Not that it would have mattered, because Paul George was knocking them silly anyway, even with the best possible defenders on him. Portland’s dam didn’t just break, it crumbled, as it often does when a decent opposing player gets on a hot streak.
Long story short, Plan A wasn’t enough to win, but executing it took away the better parts of Plan B, which only succeeded for a limited time anyway. Plan C involved a lot of prayer, followed by a loss.
The post mortem on the game isn’t the point. Far more indicative: none of this is any kind of surprise to observers. When the Blazers go down, this is how it happens.
Sometimes the Blazers win despite their weaknesses. They win more than they lose, in fact! But at some point they find the opponent who taps their well-known vulnerabilities. For all the shiny accomplishments, they still don’t have an answer for that.
Imagine having a multi-million dollar home in the West Hills, situated right on top of a crumbling cliff. No matter how good it looks, it’s never secure. That’s the exact sense these Trail Blazers give off.
The cliff analogy also provides their ultimate epitaph. Despite attempts to shore up, the precariously-perched house remains at the mercy of wind and weather. For all their talent and progress, the Blazers’ destiny is not in their control. If they draw the wrong matchup—teams with the ability to impede Lillard, overwhelm Nurkic into foul trouble, force the ball to the forwards, or stretch the defense with threes, for instance—they’re done. Opponents can’t (and don’t) always push those buttons, but the buttons remain.

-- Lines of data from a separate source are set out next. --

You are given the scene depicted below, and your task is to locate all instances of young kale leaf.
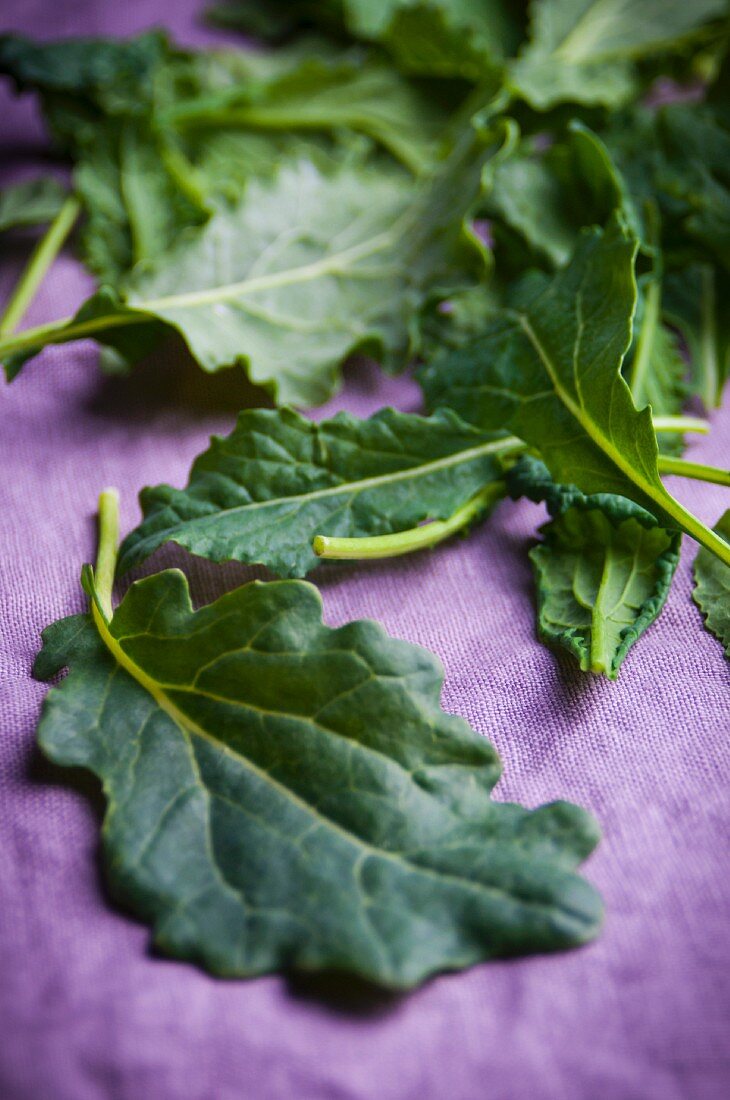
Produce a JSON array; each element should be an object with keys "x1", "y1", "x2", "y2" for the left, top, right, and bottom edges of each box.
[
  {"x1": 117, "y1": 407, "x2": 513, "y2": 578},
  {"x1": 35, "y1": 492, "x2": 602, "y2": 988},
  {"x1": 1, "y1": 123, "x2": 509, "y2": 405},
  {"x1": 509, "y1": 0, "x2": 727, "y2": 110},
  {"x1": 508, "y1": 456, "x2": 680, "y2": 678},
  {"x1": 693, "y1": 510, "x2": 730, "y2": 657},
  {"x1": 418, "y1": 218, "x2": 730, "y2": 564},
  {"x1": 484, "y1": 121, "x2": 640, "y2": 268}
]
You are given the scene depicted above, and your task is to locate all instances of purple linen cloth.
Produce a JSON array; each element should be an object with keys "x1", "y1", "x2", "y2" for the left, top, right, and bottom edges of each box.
[{"x1": 0, "y1": 3, "x2": 728, "y2": 1098}]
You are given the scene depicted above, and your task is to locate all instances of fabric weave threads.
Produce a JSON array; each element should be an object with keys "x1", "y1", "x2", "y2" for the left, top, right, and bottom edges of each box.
[{"x1": 0, "y1": 2, "x2": 728, "y2": 1098}]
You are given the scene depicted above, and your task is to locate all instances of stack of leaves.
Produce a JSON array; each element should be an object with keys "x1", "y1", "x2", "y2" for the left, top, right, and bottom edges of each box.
[{"x1": 1, "y1": 0, "x2": 729, "y2": 988}]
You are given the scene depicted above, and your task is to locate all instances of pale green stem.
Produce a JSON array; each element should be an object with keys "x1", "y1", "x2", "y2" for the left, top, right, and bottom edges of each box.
[
  {"x1": 700, "y1": 265, "x2": 719, "y2": 409},
  {"x1": 95, "y1": 488, "x2": 120, "y2": 622},
  {"x1": 652, "y1": 415, "x2": 708, "y2": 436},
  {"x1": 628, "y1": 275, "x2": 660, "y2": 403},
  {"x1": 0, "y1": 195, "x2": 80, "y2": 337},
  {"x1": 657, "y1": 456, "x2": 730, "y2": 488},
  {"x1": 313, "y1": 482, "x2": 505, "y2": 562}
]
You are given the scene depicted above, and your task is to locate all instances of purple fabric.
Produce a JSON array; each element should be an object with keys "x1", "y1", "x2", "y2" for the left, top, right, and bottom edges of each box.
[{"x1": 1, "y1": 3, "x2": 729, "y2": 1098}]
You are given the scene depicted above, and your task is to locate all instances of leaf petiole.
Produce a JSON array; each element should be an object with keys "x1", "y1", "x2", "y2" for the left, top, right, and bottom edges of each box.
[
  {"x1": 94, "y1": 488, "x2": 120, "y2": 622},
  {"x1": 657, "y1": 456, "x2": 730, "y2": 488},
  {"x1": 652, "y1": 415, "x2": 708, "y2": 436},
  {"x1": 313, "y1": 481, "x2": 505, "y2": 562},
  {"x1": 0, "y1": 195, "x2": 80, "y2": 337}
]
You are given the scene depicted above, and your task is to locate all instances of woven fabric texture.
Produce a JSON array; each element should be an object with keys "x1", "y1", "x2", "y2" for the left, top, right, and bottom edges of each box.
[{"x1": 0, "y1": 3, "x2": 728, "y2": 1098}]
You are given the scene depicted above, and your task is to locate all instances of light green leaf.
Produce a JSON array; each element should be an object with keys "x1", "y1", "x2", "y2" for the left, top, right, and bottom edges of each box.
[
  {"x1": 0, "y1": 177, "x2": 68, "y2": 232},
  {"x1": 664, "y1": 264, "x2": 730, "y2": 409},
  {"x1": 693, "y1": 510, "x2": 730, "y2": 657},
  {"x1": 73, "y1": 121, "x2": 210, "y2": 284},
  {"x1": 166, "y1": 53, "x2": 454, "y2": 177},
  {"x1": 419, "y1": 219, "x2": 730, "y2": 564},
  {"x1": 35, "y1": 505, "x2": 602, "y2": 988},
  {"x1": 117, "y1": 406, "x2": 512, "y2": 577},
  {"x1": 507, "y1": 456, "x2": 680, "y2": 678},
  {"x1": 509, "y1": 0, "x2": 727, "y2": 109},
  {"x1": 627, "y1": 278, "x2": 688, "y2": 456},
  {"x1": 2, "y1": 124, "x2": 508, "y2": 405}
]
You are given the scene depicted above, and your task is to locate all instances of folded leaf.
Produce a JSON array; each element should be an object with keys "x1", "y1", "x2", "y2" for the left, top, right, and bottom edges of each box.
[
  {"x1": 509, "y1": 0, "x2": 727, "y2": 109},
  {"x1": 118, "y1": 406, "x2": 512, "y2": 577},
  {"x1": 419, "y1": 219, "x2": 728, "y2": 561},
  {"x1": 485, "y1": 122, "x2": 640, "y2": 268},
  {"x1": 0, "y1": 177, "x2": 68, "y2": 232},
  {"x1": 693, "y1": 510, "x2": 730, "y2": 657},
  {"x1": 508, "y1": 456, "x2": 680, "y2": 678},
  {"x1": 3, "y1": 124, "x2": 508, "y2": 405},
  {"x1": 35, "y1": 557, "x2": 602, "y2": 988},
  {"x1": 167, "y1": 53, "x2": 454, "y2": 177}
]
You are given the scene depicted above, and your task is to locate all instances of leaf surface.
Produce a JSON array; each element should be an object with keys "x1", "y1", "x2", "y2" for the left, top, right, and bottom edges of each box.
[
  {"x1": 3, "y1": 125, "x2": 507, "y2": 405},
  {"x1": 508, "y1": 456, "x2": 680, "y2": 678},
  {"x1": 419, "y1": 219, "x2": 712, "y2": 546},
  {"x1": 35, "y1": 566, "x2": 602, "y2": 988},
  {"x1": 509, "y1": 0, "x2": 727, "y2": 109},
  {"x1": 118, "y1": 406, "x2": 510, "y2": 577},
  {"x1": 693, "y1": 510, "x2": 730, "y2": 657}
]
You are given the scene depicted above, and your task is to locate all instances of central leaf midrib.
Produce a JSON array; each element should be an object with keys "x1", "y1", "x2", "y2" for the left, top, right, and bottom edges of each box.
[
  {"x1": 132, "y1": 436, "x2": 520, "y2": 548},
  {"x1": 511, "y1": 310, "x2": 668, "y2": 510},
  {"x1": 89, "y1": 598, "x2": 574, "y2": 916}
]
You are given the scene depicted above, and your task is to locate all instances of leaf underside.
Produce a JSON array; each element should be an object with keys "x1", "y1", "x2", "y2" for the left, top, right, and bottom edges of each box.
[
  {"x1": 35, "y1": 570, "x2": 602, "y2": 988},
  {"x1": 693, "y1": 510, "x2": 730, "y2": 657},
  {"x1": 508, "y1": 457, "x2": 681, "y2": 678}
]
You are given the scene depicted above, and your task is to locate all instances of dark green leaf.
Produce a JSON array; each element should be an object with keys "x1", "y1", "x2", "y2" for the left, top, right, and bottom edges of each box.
[
  {"x1": 35, "y1": 565, "x2": 602, "y2": 988},
  {"x1": 418, "y1": 219, "x2": 722, "y2": 553},
  {"x1": 208, "y1": 0, "x2": 523, "y2": 79},
  {"x1": 485, "y1": 122, "x2": 640, "y2": 268},
  {"x1": 0, "y1": 30, "x2": 171, "y2": 118},
  {"x1": 118, "y1": 406, "x2": 510, "y2": 577},
  {"x1": 693, "y1": 510, "x2": 730, "y2": 656},
  {"x1": 664, "y1": 263, "x2": 730, "y2": 409},
  {"x1": 0, "y1": 177, "x2": 68, "y2": 232},
  {"x1": 508, "y1": 456, "x2": 680, "y2": 678}
]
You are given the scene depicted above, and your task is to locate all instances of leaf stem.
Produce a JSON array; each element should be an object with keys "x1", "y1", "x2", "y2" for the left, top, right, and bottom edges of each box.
[
  {"x1": 657, "y1": 456, "x2": 730, "y2": 487},
  {"x1": 652, "y1": 415, "x2": 708, "y2": 436},
  {"x1": 313, "y1": 482, "x2": 505, "y2": 562},
  {"x1": 0, "y1": 195, "x2": 80, "y2": 337},
  {"x1": 95, "y1": 488, "x2": 120, "y2": 622}
]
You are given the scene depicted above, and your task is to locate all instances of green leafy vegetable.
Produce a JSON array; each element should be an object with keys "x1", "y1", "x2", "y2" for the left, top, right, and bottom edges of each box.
[
  {"x1": 35, "y1": 491, "x2": 602, "y2": 988},
  {"x1": 165, "y1": 52, "x2": 453, "y2": 177},
  {"x1": 508, "y1": 456, "x2": 680, "y2": 677},
  {"x1": 1, "y1": 123, "x2": 509, "y2": 405},
  {"x1": 664, "y1": 264, "x2": 729, "y2": 409},
  {"x1": 419, "y1": 219, "x2": 730, "y2": 565},
  {"x1": 117, "y1": 406, "x2": 514, "y2": 577},
  {"x1": 693, "y1": 510, "x2": 730, "y2": 656},
  {"x1": 209, "y1": 0, "x2": 523, "y2": 79},
  {"x1": 484, "y1": 121, "x2": 640, "y2": 268},
  {"x1": 509, "y1": 0, "x2": 727, "y2": 109},
  {"x1": 0, "y1": 177, "x2": 68, "y2": 232}
]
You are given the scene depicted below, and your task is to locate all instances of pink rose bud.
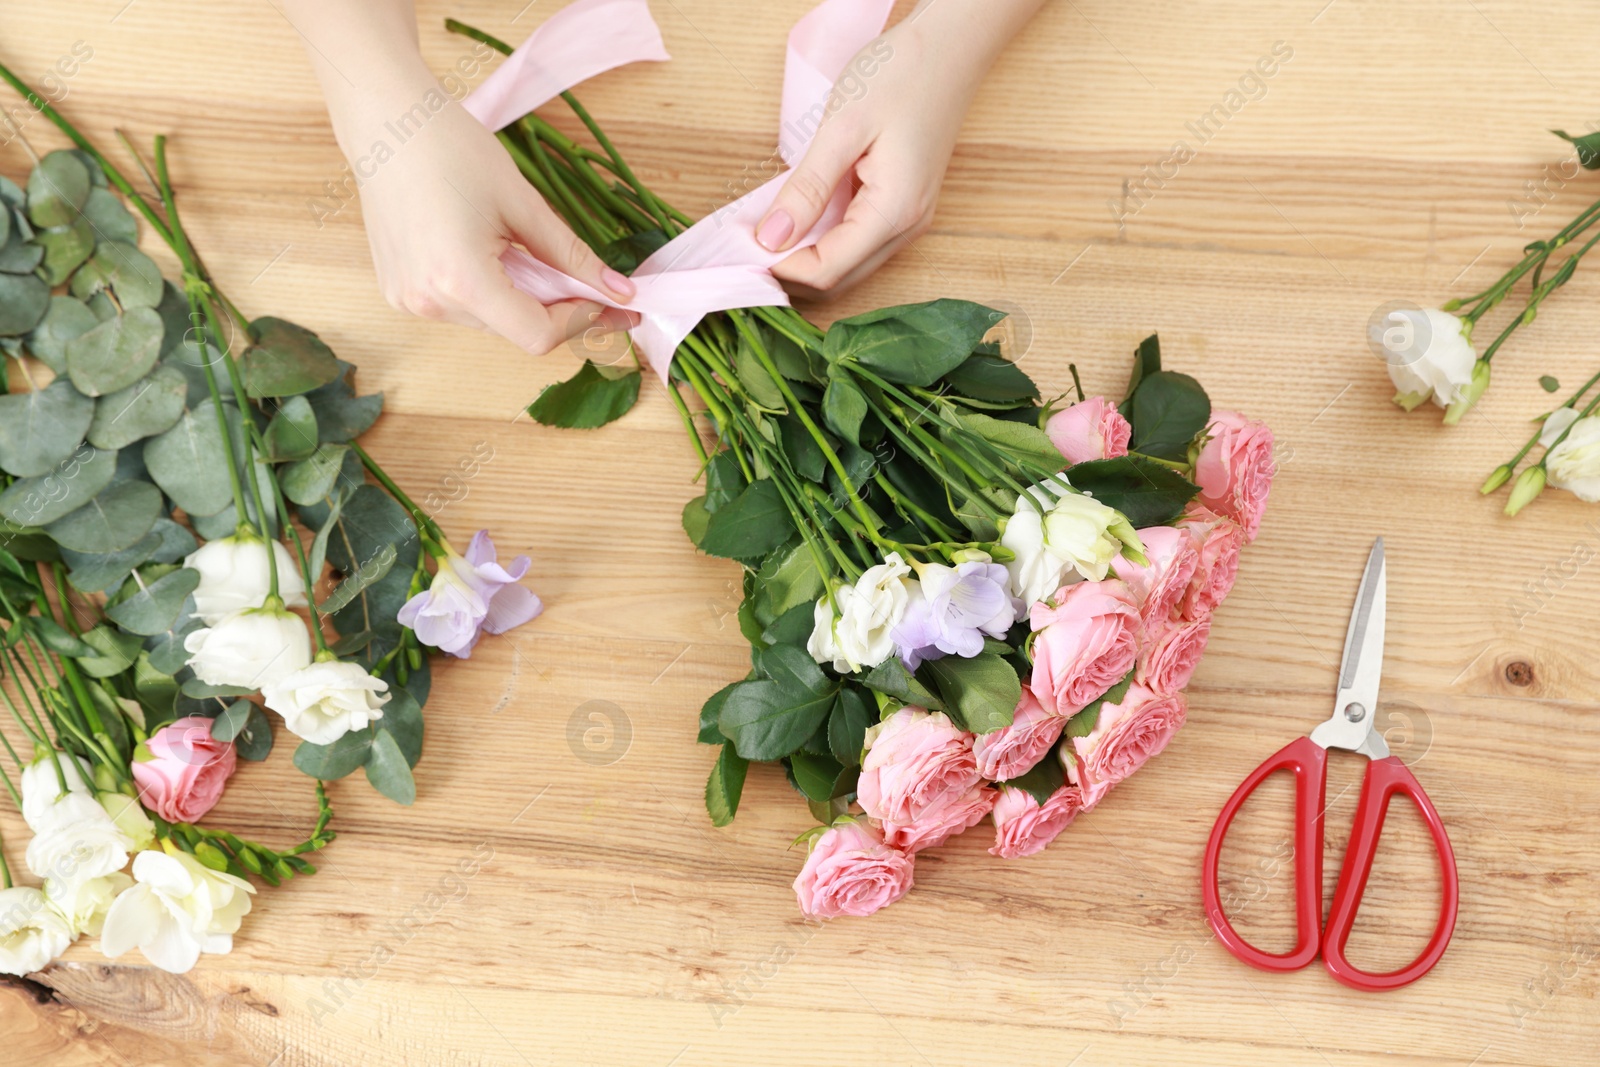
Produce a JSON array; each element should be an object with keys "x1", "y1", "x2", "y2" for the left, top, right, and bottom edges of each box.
[
  {"x1": 972, "y1": 685, "x2": 1066, "y2": 782},
  {"x1": 1193, "y1": 409, "x2": 1275, "y2": 541},
  {"x1": 1176, "y1": 505, "x2": 1244, "y2": 621},
  {"x1": 989, "y1": 784, "x2": 1086, "y2": 859},
  {"x1": 1046, "y1": 396, "x2": 1132, "y2": 467},
  {"x1": 131, "y1": 716, "x2": 238, "y2": 824},
  {"x1": 1111, "y1": 525, "x2": 1200, "y2": 630},
  {"x1": 878, "y1": 784, "x2": 994, "y2": 853},
  {"x1": 1063, "y1": 684, "x2": 1187, "y2": 808},
  {"x1": 792, "y1": 820, "x2": 915, "y2": 918},
  {"x1": 1136, "y1": 614, "x2": 1212, "y2": 695},
  {"x1": 1028, "y1": 579, "x2": 1142, "y2": 717}
]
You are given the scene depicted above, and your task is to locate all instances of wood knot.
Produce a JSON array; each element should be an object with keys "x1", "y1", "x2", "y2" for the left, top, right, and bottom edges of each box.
[{"x1": 1505, "y1": 661, "x2": 1535, "y2": 687}]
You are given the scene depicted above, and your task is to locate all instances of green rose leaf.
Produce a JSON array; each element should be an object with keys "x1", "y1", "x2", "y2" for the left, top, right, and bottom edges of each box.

The Western Conference standings are bunched up right now. Portland sits in the fourth seed, 5 games behind the Golden State Warriors. Want a bold prediction? If something happens to the Warriors (injuries?) and they can’t get separation, the Blazers are good enough to make up that gap, leapfrog the Thunder and Nuggets, and take the first seed into the playoffs. That could really happen.
Let’s say it did. Would anyone be confident that the Blazers would for sure win that first-round matchup against the Clippers, Jazz, Spurs, Lakers, or Rockets? Even if they did, all bets would be off in the second round.
That right there is the Trail Blazers in a nutshell. That’s why they can’t let seeding position, trophy victories, or plain old complacency determine their moves at the trade deadline or in the summer. They have to back-fill some of those predictable fault lines before the tectonic pressure of the post-season ruptures them again. Otherwise we’ll continue to see glorious victories followed by maddening defeats. That’s still pretty good, but it’s not what the franchise should be aiming at.